His toy collection was getting out of hand — so he made a Funko buying contract with his wife
'Other people our age would probably go out drinking every weekend'
James Bouhuys knew he had a problem — he was spending far too much on Funko Pops, the cutesy, bobble-headed collectable toys. His home was crammed with more than 1,000 of them at that point.
So he decided to make a contract with his wife Amanda, promising to slow down his Funko spending.
The idea came to him in July 2016, during a discussion about finances mid-honeymoon. His wife thought it was a joke but Bouhuys followed through, drafting up his "pop-tract."
"I allotted myself $30 per week to spend on pops," he told As It Happens guest host Helen Mann. "She thought it was a little crazy but she did sign it nevertheless. She said she hoped that it wouldn't get to that point and I wouldn't be using the 120, 150 per month."
Her signature is scrawled above the title "concerned wife."
There were exceptions though, notably for comic cons like the one in San Diego or New York. "If you don't get them then, you end up having to pay eBay prices which we weren't about to do."

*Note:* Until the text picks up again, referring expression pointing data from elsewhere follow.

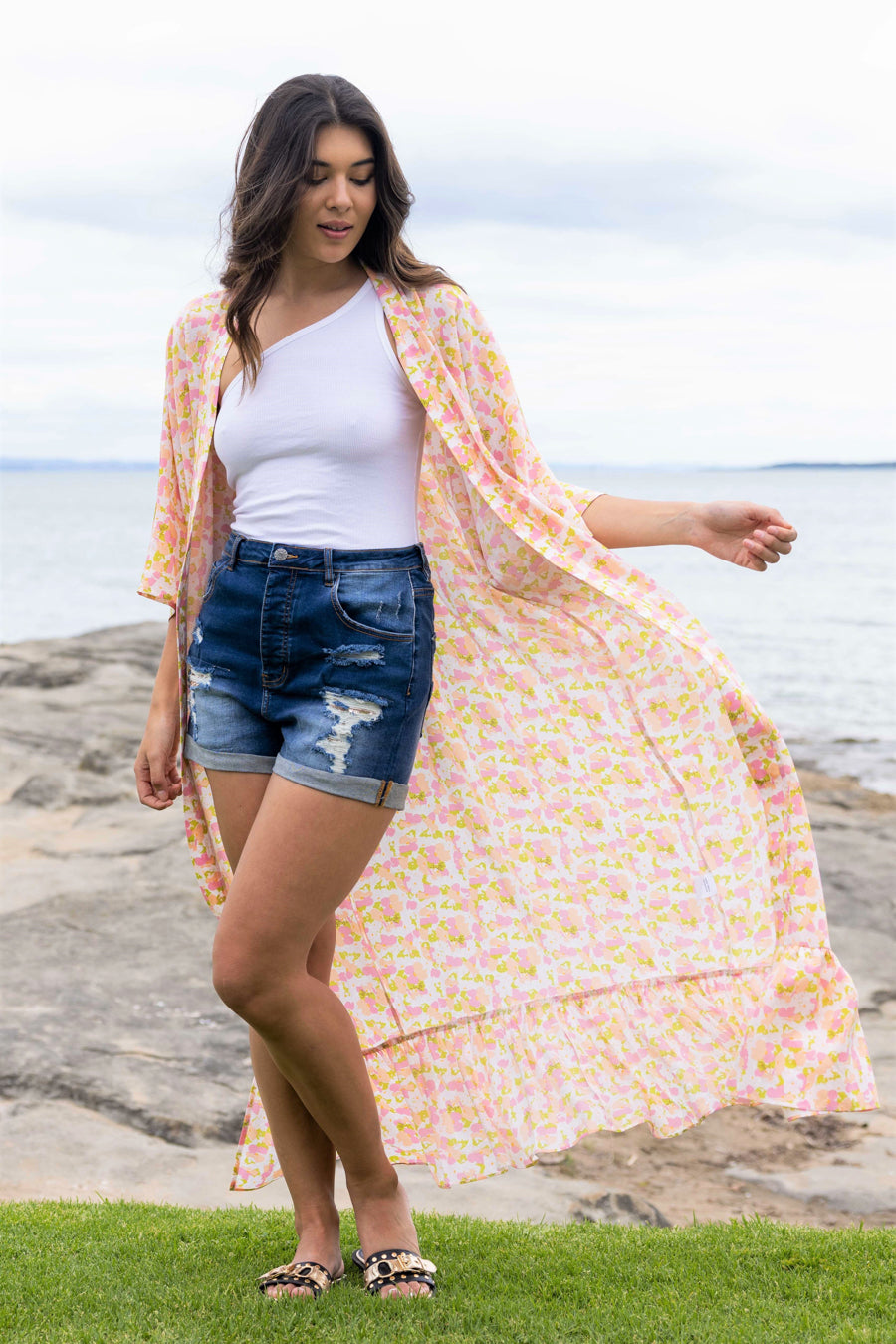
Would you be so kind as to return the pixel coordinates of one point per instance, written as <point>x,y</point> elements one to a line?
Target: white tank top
<point>327,448</point>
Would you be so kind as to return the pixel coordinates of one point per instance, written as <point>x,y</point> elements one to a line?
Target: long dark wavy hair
<point>273,164</point>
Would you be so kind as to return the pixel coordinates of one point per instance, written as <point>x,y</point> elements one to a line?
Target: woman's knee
<point>247,980</point>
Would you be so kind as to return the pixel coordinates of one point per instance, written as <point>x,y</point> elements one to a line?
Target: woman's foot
<point>383,1217</point>
<point>320,1246</point>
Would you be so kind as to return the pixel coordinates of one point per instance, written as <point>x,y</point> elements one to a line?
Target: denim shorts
<point>314,663</point>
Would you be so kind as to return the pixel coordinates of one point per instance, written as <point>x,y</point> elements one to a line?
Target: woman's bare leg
<point>305,1153</point>
<point>304,853</point>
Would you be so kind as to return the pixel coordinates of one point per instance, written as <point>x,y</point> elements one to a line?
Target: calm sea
<point>814,636</point>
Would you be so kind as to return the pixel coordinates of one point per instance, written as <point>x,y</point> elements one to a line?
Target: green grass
<point>125,1271</point>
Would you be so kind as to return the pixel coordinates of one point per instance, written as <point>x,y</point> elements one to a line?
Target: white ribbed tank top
<point>327,448</point>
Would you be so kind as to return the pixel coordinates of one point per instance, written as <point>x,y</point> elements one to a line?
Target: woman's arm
<point>746,534</point>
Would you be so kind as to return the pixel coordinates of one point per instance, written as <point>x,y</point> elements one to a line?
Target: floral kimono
<point>600,903</point>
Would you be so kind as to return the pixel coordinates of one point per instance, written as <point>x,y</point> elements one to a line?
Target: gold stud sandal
<point>395,1266</point>
<point>300,1274</point>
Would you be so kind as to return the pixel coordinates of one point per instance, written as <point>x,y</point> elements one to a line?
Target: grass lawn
<point>125,1270</point>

The contract, first posted more than a year ago, recently resurfaced online and has been the subject of much trolling. Commenters have been speculating the couple's divorce. Others have theorized that Bouhuys' wife doesn't even exist.
"It's just so bizarre that there are people out there that have nothing better to do with their lives than to insult and hurt other people that they don't know," he says. "My collecting of pops has no impact on anyone else's life. You know, seeing that people are saying I should kill myself and these things, it's so bizarre."

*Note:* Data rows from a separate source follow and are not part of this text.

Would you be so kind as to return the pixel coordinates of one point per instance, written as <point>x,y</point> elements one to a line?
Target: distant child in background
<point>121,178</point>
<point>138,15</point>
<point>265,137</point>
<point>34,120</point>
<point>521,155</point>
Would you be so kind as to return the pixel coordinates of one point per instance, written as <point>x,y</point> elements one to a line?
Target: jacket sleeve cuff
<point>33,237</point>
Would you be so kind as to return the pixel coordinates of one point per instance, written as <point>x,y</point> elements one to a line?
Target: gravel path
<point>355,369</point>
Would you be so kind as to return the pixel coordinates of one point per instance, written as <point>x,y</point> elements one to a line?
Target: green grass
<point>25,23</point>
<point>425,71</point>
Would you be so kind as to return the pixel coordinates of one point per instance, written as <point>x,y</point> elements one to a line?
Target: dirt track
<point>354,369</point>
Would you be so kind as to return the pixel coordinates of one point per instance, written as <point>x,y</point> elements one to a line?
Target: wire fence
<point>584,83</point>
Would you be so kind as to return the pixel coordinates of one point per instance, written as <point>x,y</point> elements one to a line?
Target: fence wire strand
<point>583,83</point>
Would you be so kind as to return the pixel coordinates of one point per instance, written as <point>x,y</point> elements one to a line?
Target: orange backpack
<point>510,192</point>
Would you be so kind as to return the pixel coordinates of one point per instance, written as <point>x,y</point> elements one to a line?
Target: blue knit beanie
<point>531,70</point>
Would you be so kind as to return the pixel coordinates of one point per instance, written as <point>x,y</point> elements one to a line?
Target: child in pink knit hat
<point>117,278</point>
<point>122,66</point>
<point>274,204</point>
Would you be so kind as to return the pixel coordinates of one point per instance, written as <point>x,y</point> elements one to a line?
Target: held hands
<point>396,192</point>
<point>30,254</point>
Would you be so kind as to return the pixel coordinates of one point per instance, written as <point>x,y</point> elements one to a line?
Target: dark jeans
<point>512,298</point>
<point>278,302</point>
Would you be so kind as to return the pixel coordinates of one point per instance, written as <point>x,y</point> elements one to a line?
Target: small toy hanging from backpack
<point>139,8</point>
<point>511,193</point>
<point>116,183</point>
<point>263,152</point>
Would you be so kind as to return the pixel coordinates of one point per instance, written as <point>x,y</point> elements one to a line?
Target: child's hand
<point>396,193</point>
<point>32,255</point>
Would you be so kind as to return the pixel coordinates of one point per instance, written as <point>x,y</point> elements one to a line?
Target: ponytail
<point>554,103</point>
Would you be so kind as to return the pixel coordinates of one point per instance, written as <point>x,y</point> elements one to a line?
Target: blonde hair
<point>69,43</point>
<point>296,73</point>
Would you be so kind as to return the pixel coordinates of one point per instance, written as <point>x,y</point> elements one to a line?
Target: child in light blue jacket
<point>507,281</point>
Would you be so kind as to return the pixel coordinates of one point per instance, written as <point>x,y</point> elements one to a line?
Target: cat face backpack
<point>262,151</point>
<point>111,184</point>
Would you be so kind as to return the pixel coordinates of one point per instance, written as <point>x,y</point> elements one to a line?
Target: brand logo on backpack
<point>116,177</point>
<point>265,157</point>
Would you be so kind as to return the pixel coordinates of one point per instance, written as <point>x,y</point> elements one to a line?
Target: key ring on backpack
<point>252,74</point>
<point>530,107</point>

'She loves pops just as much as I do'
Bouhuys started collecting in 2013 and figures he now has more than 1,400 Funko items. He collects certain lines — WWE wrestlers, horror movies, Batman characters. He thinks they are great "talking points."
"It's putting my personality out there and on display. So if you look at [them], you could say 'OK so he's interested in these following things.'"
And though the contract suggests otherwise, his wife is a collector too.
"She loves pops just as much as I do if not at this point more especially with all the Disney ones that she has," he says. "It is definitely not a situation where we're going to end up in a courtroom divvying out Beanie Babies as some people have suggested."
For Bouhuys, it's more than just a fad. He says collecting makes the couple happy.
"We don't collect for the purpose of reselling like I feel most people do," he says. "They are things that resemble our personalities and traits ... regardless of what the value is and what the crave is, it's still going to matter to us."
Buying toys instead of cigarettes
Bouhuys spent the first few months closely following the contract, documenting every pops purchase. He admits he's since slipped a bit. The repercussions listed in the contract state that any monthly amount he overspends gets deducted from the next month's budget.
He thinks it could be worse.
"Other people our age would probably go out drinking every weekend," he says.
"Neither of us drink, smoke, do drugs or any of those. So spending $10 or eight dollars on a pop [toy] as opposed to $10 on a pack of cigarettes is OK for us especially when we have something to show for it."